The Role of Target Update Frequencies in Q-Learning
Simon Weissmann, Tilman Aach, Benedikt Wille, Sebastian Kassing, Leif Döring
TL;DR
This work analyzes target network maintenance in Q-learning through an approximate dynamic programming lens, treating periodic target updates as a nested Bellman-operator approximation with an inner SGD loop.
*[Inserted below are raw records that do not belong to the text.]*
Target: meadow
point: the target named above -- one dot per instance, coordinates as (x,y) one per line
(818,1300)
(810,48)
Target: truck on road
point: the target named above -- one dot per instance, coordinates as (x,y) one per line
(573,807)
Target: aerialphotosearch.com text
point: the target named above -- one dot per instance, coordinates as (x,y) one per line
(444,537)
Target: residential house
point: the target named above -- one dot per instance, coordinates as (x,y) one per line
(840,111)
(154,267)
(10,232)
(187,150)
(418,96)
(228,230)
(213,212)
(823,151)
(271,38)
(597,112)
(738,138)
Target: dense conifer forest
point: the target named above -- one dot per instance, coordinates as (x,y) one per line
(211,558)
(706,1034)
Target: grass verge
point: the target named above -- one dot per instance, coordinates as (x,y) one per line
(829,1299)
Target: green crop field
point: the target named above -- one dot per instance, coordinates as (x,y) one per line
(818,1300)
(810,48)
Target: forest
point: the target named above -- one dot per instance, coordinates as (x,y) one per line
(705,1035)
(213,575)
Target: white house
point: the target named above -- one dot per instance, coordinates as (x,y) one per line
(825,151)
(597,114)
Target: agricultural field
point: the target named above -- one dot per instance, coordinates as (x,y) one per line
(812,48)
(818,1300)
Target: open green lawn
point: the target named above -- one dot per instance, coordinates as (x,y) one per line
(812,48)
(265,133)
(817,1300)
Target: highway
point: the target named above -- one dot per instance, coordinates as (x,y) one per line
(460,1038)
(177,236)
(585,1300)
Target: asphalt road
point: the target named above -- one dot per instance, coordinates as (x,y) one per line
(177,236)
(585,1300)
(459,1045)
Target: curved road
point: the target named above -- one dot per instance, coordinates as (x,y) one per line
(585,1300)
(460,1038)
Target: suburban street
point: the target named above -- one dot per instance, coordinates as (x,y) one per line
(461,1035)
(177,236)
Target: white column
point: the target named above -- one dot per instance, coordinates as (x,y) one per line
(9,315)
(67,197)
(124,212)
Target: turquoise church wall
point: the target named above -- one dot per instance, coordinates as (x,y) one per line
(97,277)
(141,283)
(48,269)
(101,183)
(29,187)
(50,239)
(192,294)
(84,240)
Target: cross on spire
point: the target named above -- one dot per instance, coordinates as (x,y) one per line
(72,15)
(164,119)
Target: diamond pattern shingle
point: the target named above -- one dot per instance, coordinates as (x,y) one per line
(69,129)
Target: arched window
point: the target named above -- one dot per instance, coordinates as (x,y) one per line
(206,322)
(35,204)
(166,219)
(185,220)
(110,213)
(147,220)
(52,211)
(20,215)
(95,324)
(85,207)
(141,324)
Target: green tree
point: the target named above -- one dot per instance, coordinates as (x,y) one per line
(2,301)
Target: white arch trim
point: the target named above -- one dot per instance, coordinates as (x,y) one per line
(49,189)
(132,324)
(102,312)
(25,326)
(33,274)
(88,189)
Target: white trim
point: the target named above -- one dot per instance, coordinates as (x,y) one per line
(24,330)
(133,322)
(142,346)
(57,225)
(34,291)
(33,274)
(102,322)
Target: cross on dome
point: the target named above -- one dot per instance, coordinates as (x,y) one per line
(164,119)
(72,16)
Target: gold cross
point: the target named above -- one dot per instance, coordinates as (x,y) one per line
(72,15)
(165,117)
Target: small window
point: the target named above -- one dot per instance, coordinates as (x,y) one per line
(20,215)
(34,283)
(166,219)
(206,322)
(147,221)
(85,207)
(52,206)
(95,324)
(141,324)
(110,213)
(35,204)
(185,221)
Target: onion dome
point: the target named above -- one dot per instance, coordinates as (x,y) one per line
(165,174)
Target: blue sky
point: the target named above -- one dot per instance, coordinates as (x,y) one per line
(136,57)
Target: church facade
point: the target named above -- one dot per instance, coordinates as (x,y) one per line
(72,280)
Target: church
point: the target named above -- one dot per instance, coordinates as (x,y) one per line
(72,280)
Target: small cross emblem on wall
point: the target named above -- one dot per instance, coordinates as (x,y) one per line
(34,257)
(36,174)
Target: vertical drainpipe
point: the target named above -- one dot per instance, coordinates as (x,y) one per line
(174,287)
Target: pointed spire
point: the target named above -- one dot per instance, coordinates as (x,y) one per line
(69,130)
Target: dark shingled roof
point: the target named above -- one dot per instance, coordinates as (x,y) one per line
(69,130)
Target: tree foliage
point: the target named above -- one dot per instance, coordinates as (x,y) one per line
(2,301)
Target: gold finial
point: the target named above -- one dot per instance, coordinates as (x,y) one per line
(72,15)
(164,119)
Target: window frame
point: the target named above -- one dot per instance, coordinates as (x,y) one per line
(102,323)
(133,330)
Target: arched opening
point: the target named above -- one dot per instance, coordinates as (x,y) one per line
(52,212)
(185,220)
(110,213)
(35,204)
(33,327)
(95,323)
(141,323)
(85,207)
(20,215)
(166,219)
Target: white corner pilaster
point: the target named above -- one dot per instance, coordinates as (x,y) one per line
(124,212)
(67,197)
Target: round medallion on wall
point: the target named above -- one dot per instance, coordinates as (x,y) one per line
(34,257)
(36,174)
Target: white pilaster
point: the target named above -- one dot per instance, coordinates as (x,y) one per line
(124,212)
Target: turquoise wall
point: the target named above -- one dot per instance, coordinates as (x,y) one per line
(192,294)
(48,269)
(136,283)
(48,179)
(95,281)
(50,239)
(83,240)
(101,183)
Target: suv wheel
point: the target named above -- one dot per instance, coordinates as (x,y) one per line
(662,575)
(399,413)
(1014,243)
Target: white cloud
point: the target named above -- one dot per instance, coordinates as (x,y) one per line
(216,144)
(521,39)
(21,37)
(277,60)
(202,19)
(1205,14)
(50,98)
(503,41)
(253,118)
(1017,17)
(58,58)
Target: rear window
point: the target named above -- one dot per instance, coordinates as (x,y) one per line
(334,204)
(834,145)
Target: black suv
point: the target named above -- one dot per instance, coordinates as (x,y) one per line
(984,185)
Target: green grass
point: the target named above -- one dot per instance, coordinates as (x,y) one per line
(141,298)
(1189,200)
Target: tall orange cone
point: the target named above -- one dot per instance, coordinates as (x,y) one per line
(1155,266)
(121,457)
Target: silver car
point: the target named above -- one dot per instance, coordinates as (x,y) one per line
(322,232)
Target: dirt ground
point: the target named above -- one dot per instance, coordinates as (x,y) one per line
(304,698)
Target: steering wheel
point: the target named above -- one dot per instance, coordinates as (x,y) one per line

It proves that fixed TUF schedules are provably suboptimal and derives a near-optimal increasing TUF strategy with geometry $K_n \propto \gamma^{-2n/3}$ that improves the sample complexity from $O\left(\frac{\log((1-\gamma)^{-1}\varepsilon^{-1})}{(1-\gamma)^4\xi^2\varepsilon^2}\right)$ to $O\left(\frac{1}{\xi^2(1-\gamma)^5\varepsilon^2}\right)$, effectively removing the logarithmic dependence on $\varepsilon$. The analysis combines a general outer-loop contraction with a detailed inner-loop SGD bound, under asynchronous sampling, yielding explicit bias-variance trade-offs for the target-update period. The results inform principled design of target-update schedules in tabular Q-learning and offer a foundation for extensions to deeper RL settings, including accuracy-triggered updates and adaptive optimizers. Overall, the paper provides both finite-time convergence guarantees and practical guidance for stabilizing and accelerating Q-learning through adaptive target updates.
Abstract
The target network update frequency (TUF) is a central stabilization mechanism in (deep) Q-learning. However, their selection remains poorly understood and is often treated merely as another tunable hyperparameter rather than as a principled design decision. This work provides a theoretical analysis of target fixing in tabular Q-learning through the lens of approximate dynamic programming. We formulate periodic target updates as a nested optimization scheme in which each outer iteration applies an inexact Bellman optimality operator, approximated by a generic inner loop optimizer. Rigorous theory yields a finite-time convergence analysis for the asynchronous sampling setting, specializing to stochastic gradient descent in the inner loop. Our results deliver an explicit characterization of the bias-variance trade-off induced by the target update period, showing how to optimally set this critical hyperparameter. We prove that constant target update schedules are suboptimal, incurring a logarithmic overhead in sample complexity that is entirely avoidable with adaptive schedules. Our analysis shows that the optimal target update frequency increases geometrically over the course of the learning process.